HPE’nin çağdaş şiirin türlü eğilim, grup ve poetik anlayışlarına ve geleneğe dayalı biçimlerine benzemeyen bir çeşit dönem şiirinin tür dışı formunu temsil eden yapısı, zorlama bir yorum gibi görünse de onu, bir tür tüm bağımlılıkları reddeden anarşizan bir ethosa taşır. Burada HPE’nin estetik başarısının, türün bazı yönlerden erişilmez bir örneği olmasının nedenlerine ulaşmamızda bizi zorlayan nedir, sorusu ister istemez gündemi meşgul etmektedir. Çoğu eleştirmen ve yorumcunun bu soruya cevabı, HPE’den bazı leitmotif örnekleri sıralamak ve bu klişeler üzerinden şiirinin bütünsel yapısını, değerini dışarıda bırakan, soyut, indirgemeci ya da salt övgüsel söylemler üretmek biçiminde olmaktadır. Ancak HPE’yi salt retorik gücü, lirik büyüsü ve çeşitliliği ve işaret ettiği düşünsel, sosyolojik, ideolojik kodlar üzerinden tanımlamak artık mümkün görünmüyor. Zira HPE’nin kendine özgü estetiğinin okur, eleştirmen ve yorumcuların onu yerleştirmek istediği konum ve düşünsel, estetik yaklaşımları sistematik olarak yetersiz ve yer yer geçersiz kılan, bütün onların toplamının hem içinde hem üstünde bir özelliğe sahip olduğunu ortaya çıkarmak gerekiyor.

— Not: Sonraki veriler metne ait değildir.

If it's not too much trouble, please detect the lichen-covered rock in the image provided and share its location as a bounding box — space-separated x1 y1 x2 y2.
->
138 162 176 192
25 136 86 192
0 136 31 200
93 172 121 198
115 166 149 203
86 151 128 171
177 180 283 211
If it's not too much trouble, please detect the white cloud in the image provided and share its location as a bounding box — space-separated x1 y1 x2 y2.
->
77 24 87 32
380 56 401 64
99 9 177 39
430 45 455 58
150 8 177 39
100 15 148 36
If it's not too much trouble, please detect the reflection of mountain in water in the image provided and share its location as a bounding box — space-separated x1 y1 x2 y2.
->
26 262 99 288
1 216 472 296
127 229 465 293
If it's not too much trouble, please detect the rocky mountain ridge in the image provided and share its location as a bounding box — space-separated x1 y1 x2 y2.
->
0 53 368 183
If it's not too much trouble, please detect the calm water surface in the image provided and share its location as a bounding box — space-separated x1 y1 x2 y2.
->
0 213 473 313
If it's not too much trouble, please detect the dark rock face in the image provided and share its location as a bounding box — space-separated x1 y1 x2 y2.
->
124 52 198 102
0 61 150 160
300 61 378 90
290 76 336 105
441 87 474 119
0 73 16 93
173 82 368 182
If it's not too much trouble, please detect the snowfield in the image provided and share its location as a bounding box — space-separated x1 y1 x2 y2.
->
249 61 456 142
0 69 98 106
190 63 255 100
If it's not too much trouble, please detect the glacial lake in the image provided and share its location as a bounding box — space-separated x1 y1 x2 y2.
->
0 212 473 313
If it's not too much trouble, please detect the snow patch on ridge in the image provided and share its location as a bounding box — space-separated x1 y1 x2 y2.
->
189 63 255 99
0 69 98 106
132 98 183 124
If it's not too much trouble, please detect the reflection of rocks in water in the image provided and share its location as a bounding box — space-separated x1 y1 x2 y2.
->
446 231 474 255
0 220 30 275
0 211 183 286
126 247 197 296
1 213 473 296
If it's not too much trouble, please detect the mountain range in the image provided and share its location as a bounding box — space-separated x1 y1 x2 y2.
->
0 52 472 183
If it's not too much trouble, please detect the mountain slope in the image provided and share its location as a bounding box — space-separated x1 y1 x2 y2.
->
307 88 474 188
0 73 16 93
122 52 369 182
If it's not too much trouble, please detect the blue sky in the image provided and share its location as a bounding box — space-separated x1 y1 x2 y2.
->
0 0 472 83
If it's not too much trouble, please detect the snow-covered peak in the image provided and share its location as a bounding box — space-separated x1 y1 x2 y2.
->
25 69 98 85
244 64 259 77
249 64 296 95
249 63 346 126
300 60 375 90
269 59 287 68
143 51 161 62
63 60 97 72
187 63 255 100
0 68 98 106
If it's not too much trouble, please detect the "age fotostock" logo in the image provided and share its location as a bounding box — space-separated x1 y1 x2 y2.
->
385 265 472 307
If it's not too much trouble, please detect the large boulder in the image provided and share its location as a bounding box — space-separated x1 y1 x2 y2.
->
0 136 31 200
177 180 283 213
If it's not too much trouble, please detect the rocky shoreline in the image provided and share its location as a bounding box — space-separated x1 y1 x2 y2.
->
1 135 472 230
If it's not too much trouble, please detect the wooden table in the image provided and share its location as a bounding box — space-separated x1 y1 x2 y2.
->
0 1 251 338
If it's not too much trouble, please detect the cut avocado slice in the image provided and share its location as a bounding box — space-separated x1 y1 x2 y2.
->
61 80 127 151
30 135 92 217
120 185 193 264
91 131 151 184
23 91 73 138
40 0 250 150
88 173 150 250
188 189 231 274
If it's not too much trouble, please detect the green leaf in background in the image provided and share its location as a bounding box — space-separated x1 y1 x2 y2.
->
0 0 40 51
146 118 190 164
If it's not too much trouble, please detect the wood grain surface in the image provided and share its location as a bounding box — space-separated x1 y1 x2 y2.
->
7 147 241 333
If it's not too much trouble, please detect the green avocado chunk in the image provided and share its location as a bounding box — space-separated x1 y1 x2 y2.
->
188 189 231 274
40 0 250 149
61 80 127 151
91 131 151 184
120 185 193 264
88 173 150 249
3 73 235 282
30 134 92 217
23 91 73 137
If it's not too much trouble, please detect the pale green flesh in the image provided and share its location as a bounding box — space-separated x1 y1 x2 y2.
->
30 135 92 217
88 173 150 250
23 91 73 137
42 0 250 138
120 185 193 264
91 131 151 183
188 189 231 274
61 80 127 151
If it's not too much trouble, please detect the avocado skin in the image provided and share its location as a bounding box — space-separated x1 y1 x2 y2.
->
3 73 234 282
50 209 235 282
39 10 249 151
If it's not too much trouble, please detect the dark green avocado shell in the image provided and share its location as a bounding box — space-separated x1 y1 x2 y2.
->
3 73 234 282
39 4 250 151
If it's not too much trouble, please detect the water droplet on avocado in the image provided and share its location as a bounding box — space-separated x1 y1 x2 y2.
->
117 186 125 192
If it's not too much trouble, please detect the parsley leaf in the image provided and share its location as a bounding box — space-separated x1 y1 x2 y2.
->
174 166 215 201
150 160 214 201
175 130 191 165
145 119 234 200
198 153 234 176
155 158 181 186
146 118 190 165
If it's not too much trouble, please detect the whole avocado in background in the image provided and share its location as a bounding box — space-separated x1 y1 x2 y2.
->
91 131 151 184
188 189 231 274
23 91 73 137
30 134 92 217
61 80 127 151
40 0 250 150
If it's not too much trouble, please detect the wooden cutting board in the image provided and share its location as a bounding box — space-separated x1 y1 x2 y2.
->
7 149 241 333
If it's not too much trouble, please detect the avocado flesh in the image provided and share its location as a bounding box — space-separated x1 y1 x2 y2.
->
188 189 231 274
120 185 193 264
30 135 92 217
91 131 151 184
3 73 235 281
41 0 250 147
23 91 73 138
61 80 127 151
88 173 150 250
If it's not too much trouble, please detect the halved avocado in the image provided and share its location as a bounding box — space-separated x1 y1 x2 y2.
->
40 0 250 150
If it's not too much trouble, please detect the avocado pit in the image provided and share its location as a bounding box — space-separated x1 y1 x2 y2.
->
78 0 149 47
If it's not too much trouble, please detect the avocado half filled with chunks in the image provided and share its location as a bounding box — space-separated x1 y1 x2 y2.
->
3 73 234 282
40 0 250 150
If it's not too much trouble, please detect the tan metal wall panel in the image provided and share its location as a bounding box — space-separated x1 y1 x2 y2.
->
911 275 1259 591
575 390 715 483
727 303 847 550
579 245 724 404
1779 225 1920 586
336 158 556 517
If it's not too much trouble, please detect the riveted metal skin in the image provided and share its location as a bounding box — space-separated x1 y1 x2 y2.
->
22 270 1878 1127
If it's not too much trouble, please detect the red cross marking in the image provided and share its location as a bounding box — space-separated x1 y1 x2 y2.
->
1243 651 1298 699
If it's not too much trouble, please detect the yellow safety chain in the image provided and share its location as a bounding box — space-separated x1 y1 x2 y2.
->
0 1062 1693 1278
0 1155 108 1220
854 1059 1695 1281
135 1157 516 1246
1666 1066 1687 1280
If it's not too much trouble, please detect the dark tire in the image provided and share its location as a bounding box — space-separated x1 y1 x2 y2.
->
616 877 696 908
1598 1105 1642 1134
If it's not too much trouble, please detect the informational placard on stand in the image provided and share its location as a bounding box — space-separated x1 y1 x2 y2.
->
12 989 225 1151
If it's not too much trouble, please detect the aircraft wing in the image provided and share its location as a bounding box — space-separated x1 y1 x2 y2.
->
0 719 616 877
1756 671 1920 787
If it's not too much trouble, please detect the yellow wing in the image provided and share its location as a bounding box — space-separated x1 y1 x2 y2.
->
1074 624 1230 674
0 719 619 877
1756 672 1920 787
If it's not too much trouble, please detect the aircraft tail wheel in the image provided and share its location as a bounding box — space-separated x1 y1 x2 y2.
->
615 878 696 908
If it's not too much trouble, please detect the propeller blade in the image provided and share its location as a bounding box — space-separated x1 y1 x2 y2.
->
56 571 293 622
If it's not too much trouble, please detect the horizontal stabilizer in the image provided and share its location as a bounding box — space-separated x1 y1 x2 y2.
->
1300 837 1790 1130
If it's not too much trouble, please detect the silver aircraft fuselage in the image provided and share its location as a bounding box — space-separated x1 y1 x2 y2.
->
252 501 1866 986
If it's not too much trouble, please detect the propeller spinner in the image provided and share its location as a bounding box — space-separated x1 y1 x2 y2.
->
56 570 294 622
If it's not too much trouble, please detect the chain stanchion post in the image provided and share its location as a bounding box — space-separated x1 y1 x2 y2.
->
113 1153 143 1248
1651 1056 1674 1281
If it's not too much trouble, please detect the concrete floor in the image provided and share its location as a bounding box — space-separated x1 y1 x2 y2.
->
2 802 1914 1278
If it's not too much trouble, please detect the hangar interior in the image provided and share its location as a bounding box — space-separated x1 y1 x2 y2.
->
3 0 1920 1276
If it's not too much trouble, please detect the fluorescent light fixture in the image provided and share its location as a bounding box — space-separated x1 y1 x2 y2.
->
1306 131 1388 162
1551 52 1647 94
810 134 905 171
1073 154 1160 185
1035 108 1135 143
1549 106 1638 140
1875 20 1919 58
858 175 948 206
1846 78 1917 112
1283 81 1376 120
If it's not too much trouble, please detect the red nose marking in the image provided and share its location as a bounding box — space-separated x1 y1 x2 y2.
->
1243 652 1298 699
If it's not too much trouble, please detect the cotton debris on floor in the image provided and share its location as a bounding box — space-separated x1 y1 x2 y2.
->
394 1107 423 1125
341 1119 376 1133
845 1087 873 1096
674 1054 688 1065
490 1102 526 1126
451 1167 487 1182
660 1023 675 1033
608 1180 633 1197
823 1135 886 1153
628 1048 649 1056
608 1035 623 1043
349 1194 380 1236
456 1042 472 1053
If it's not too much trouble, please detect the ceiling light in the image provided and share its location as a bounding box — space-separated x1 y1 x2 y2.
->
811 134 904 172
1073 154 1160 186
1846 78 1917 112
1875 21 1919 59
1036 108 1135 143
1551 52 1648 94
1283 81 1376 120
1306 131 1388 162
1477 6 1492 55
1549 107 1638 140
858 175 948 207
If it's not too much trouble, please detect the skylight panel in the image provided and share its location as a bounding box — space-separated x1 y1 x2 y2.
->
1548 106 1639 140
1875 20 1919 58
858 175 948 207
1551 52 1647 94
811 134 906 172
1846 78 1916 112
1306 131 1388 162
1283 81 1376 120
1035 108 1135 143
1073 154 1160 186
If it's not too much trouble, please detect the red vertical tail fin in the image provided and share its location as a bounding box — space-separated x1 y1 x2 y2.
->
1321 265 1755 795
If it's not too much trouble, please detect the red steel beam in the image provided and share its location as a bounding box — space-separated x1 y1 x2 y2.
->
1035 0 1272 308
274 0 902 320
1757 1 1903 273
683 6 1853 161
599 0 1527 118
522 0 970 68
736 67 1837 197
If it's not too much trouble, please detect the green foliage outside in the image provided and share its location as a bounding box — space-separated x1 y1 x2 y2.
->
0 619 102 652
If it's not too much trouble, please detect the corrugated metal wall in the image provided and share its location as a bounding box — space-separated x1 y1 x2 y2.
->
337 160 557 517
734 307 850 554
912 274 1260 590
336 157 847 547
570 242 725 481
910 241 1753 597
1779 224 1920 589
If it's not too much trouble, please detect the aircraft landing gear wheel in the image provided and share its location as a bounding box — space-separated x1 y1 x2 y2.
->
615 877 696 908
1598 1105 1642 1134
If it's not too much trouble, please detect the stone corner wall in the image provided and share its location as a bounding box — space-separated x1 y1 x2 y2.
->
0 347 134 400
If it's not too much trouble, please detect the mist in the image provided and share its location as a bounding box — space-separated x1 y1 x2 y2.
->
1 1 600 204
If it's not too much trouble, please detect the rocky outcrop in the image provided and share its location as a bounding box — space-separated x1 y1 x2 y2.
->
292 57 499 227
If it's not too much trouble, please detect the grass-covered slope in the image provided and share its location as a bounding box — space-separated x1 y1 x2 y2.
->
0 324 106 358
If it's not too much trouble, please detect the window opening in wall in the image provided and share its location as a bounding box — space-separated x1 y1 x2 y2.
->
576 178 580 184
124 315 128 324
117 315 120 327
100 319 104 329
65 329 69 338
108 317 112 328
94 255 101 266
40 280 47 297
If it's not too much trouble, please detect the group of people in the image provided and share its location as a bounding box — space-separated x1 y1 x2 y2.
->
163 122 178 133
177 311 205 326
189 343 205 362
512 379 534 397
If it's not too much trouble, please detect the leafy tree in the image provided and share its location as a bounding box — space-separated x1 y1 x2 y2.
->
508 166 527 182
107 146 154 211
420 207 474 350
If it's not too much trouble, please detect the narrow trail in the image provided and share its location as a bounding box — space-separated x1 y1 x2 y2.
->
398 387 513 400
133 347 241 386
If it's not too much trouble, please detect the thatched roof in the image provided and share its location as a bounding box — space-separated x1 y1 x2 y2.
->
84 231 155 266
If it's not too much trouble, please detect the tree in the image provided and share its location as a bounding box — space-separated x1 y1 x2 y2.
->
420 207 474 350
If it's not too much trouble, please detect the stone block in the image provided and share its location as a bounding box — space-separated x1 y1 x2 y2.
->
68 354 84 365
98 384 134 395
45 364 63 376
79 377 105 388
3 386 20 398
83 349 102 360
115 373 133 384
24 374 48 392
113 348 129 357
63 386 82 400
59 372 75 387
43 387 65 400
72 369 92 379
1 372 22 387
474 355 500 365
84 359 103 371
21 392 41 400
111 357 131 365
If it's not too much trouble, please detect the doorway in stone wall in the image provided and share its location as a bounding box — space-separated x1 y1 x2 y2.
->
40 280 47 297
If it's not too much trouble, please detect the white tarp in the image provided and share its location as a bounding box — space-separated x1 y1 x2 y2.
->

Belki de Ahmed Arif şiirinin büyük başarısı ve muamması, şiirlerinin şairin kendi kişiliğinin yalın, dobra, mitsel ögeleriyle örtüşmesidir. Şiirindeki her imgelem şairin düşmanlarını huzursuz eden, dostlarını sevindiren kışkırtıcı karakteriyle öylesine uyumludur ki okur, şiirinde şairin, şairde şiirinin temsilini bulur ve her ikisine aynı anda bakmanın esrikliğini yaşar. Benzer bir uyuşum bir başka dev şair Nazım Hikmet’in şiiri ve şahsi yapısı arasında da var. Bu durum şiir ve şairle ilgili her zaman ‘mutlaka daha fazlasına işaret ediyordur’ algısı yaratır ve ilgi daima canlı kalır. HPE’nin başarısı bir yönüyle de şairinin gizemli kişiliğinde yatar. Susanna Tamaro’un ‘Bakışınla Aydınlanır Dünya’ romanında dediği gibidir biraz: “Çünkü muhtemelen yaratıcılık ve rahatlık uyuşabilen iki gerçeklik değiller” Şairin, şiir dışı yaşamının özellikle siyasi boyutu yönüyle zahmetli, zor, katlanılması güç eziyetlerle dolu olması, onun şiiriyle yaşamı arasında hem simbiyotik bir ilişki yaratmış hem de şiirine ve şiir dışı yaşamına ait mitsel bir söylem zemini üretmiştir. Öznel yaşamının şiirsel mitosu ile şiirinin anlamsal içeriği birbirine içkin gelişmiştir. Kısacası A. Arif’in şiirsel yaratıcılığı, kendi öznel yaşamından büyük oranda beslenmiştir. Ve yine Tamaro’nun deyişiyle: “Söz karanlıkla beslenir. Ve onların kimi, zaman şaşırtıcı bir ışıkla parlamalarına izin veren tam da budur.” (Can Yayınları, 2019,s.23) şairin hem net, kararlı hem de dışa kapalı, suskun, muammalı karakteri şiirimizin toz duman içindeki kozmosunda şiiriyle birlikte güçlü bir ışıkla beliren bir yıldız gibi parıldamasına varan yolu açmıştır. Şiiri de şairi de parlatan hayatlarında güçlü bir kontrasın var olmasıdır. Kontras yoksa şairin de şiirin de belli bir düzen içinde var olan, sıradan ve genel geçer ölçülerle yaşam bulan onaylanmış bir hayatı oluyor. Ahmed Arif ve HPE miti, hem kendi yaşamı hem şiirinin anlamsal konumu itibariyle kendi varoluş amacını karşılayan doğru bir hesabın sonuçlarıdır. Ahmed Arif’in mitsel ruh yoğunluğunun kökeninde, ait olduğu soylu insani geleneğin sağlam yapısından edindiği granit kadar sert, aşınmaz özsaygısı vardır. HPE de bu devrilmez, yıkılmaz, yenilmez epik varlığın öz suyundan yaşam bulan şiirdir.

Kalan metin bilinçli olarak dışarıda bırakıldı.